Embedded Constant Mean Curvature Hypersurfaces on Spheres

Abstract

Let m>1 and n>1 be any pair of integers. In this paper we prove that if H is between the numbers \cot(\frac{\pi}{m}) and b_{m,n}=\frac{(m^2-2)\sqrt{n-1}}{n\sqrt{m^2-1}}, then, there exists a non isoparametric, compact embedded hypersurface in S^{n+1} with constant mean curvature H that admits the group O(n)x Z_m in their group of isometries, here O(n) is the set of n x n orthogonal matrices and Z_m are the integers mod m.

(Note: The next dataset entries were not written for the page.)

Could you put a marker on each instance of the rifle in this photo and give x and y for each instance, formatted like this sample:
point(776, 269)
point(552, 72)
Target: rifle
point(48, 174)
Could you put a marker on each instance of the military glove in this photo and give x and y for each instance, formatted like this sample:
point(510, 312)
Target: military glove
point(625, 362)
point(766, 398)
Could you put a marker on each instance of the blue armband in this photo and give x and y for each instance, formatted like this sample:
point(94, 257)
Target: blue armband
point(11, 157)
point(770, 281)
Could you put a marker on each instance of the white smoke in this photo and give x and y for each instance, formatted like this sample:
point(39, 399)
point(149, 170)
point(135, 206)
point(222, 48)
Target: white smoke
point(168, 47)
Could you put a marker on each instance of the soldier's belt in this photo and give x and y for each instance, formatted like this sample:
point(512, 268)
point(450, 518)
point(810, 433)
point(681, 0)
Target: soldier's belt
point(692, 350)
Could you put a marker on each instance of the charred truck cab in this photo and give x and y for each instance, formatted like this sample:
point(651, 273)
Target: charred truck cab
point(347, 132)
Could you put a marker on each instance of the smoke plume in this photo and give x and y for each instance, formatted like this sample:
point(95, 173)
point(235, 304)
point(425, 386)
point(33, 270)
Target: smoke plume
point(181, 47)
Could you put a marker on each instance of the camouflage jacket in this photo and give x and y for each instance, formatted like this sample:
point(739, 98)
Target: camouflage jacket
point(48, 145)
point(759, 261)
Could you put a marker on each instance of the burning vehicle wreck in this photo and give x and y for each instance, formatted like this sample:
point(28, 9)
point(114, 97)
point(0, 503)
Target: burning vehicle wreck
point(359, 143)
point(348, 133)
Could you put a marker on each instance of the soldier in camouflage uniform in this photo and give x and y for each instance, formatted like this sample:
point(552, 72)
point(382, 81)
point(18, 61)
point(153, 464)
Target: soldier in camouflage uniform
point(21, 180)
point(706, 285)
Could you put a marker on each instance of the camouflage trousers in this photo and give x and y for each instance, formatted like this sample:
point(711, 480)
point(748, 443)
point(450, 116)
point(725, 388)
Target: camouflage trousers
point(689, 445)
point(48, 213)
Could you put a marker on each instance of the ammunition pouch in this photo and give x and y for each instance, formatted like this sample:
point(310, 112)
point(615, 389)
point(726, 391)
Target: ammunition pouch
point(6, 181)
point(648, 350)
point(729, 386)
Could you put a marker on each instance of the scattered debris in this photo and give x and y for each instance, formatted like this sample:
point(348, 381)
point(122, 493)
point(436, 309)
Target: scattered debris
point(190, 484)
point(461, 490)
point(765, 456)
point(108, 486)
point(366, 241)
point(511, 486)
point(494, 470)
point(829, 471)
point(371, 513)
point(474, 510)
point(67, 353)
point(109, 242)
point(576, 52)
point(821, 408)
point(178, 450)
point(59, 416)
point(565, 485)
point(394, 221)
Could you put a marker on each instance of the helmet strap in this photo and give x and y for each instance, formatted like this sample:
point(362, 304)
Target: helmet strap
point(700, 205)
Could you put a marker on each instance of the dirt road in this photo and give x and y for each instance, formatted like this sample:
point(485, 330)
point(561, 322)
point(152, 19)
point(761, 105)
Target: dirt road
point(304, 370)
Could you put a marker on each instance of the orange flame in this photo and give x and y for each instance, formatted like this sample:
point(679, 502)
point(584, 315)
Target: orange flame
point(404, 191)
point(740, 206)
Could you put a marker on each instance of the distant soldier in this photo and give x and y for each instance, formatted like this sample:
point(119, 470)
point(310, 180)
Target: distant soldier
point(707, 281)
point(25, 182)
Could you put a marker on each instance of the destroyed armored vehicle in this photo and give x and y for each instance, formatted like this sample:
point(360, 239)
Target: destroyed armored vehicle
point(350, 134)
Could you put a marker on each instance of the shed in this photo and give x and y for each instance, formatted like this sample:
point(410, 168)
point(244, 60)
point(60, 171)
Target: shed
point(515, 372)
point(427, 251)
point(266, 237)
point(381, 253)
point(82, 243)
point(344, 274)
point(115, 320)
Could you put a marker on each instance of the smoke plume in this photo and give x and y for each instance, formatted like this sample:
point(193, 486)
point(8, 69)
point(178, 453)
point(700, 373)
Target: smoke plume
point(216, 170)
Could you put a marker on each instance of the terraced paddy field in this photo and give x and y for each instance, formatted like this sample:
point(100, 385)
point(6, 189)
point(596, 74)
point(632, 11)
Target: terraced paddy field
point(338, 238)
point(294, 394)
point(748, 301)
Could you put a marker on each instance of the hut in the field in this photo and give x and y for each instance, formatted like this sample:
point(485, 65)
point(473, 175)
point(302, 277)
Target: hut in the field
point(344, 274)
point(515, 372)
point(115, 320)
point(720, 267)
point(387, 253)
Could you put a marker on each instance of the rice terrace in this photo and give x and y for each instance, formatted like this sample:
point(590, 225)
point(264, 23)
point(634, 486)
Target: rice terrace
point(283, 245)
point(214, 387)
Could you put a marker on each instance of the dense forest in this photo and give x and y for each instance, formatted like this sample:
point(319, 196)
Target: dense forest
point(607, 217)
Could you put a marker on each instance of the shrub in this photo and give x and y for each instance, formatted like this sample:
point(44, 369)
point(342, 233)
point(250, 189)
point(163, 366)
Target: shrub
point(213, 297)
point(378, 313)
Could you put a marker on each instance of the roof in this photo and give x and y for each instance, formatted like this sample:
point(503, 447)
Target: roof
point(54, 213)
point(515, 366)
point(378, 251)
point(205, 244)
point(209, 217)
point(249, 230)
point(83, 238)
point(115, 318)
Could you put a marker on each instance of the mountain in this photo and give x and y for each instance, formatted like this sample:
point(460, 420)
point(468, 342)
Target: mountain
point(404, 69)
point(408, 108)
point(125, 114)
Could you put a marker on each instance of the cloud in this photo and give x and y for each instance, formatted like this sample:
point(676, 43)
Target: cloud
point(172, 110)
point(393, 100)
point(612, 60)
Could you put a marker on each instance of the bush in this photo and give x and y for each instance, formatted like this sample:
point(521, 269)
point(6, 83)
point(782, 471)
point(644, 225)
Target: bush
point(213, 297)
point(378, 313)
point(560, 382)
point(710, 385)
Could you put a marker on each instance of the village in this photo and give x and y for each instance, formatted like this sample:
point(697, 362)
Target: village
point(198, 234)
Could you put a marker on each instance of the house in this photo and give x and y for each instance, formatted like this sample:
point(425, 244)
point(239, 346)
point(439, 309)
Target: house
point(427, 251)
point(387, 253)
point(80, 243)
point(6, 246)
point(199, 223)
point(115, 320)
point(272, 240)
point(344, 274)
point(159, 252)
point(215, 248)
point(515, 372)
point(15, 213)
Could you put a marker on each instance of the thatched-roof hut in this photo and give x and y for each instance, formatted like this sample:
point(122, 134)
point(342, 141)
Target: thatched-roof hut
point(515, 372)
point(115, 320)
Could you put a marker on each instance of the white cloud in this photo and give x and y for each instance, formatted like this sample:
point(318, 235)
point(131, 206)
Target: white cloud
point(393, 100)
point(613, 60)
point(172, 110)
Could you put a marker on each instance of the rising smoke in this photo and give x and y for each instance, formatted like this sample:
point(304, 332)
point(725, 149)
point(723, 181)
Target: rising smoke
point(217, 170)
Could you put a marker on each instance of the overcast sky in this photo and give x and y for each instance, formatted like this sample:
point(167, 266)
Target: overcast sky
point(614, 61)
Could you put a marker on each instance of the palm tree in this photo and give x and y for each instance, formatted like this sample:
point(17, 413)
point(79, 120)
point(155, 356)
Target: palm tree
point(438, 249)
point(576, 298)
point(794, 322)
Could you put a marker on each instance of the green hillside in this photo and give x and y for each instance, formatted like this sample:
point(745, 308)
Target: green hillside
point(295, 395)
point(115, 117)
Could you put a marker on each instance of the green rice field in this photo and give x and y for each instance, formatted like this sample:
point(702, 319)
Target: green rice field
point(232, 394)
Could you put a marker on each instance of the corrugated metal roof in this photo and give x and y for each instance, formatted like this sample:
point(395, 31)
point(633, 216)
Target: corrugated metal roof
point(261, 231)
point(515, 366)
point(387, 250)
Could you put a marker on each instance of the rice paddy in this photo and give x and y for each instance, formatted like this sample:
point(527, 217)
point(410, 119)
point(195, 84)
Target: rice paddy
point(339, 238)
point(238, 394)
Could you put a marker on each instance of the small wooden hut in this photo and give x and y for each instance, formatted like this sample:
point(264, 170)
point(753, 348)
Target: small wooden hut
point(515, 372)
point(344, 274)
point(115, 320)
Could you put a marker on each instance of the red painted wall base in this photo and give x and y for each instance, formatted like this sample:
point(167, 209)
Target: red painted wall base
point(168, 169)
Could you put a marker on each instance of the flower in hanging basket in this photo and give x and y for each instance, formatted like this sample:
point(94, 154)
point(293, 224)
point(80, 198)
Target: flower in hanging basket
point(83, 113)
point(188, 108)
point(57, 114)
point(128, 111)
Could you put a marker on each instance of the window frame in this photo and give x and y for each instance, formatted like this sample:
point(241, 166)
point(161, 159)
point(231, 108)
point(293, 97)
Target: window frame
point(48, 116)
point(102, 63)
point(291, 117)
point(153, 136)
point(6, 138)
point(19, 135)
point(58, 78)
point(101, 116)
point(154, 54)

When m=2 and H is close to the boundary value 0, the hypersurfaces look like two very close n-dimensional spheres with two catenoid necks attached, similar to constructions made by Kapouleas. When m>2 and H is close to \cot(\frac{\pi}{m}), the hypersurfaces look like a necklets made out of m spheres with (m+1) catenoid necks attached, similar to constructions made by Butscher and Pacard. In general, when H is close to b_{m,n} the hypersurface is close to an isoparametric hypersurface with the same mean curvature. As a consequence of the expression of these bounds for H, we have that every H different from 0,\pm\frac{1}{\sqrt{3}} can be realized as the mean curvature of a non isoparametric CMC surface in S^3. For hyperbolic spaces we prove that every non negative H can be realized as the mean curvature of an embedded CMC hypersurface in H^{n+1}, moreover we prove that when H>1 this hypersurface admits the group O(n)\times Z in its group of isometries. Here Z are the integer numbers. As a corollary of the properties proven for these hypersurfaces, for any n> 5, we construct non isoparametric compact minimal hypersurfaces in S^{n+1} which cone in R^{n+2} is stable. Also, we will prove that the stability index of every non isoparametric minimal hypersurface with two principal curvatures in S^{n+1} is greater than 2n+5.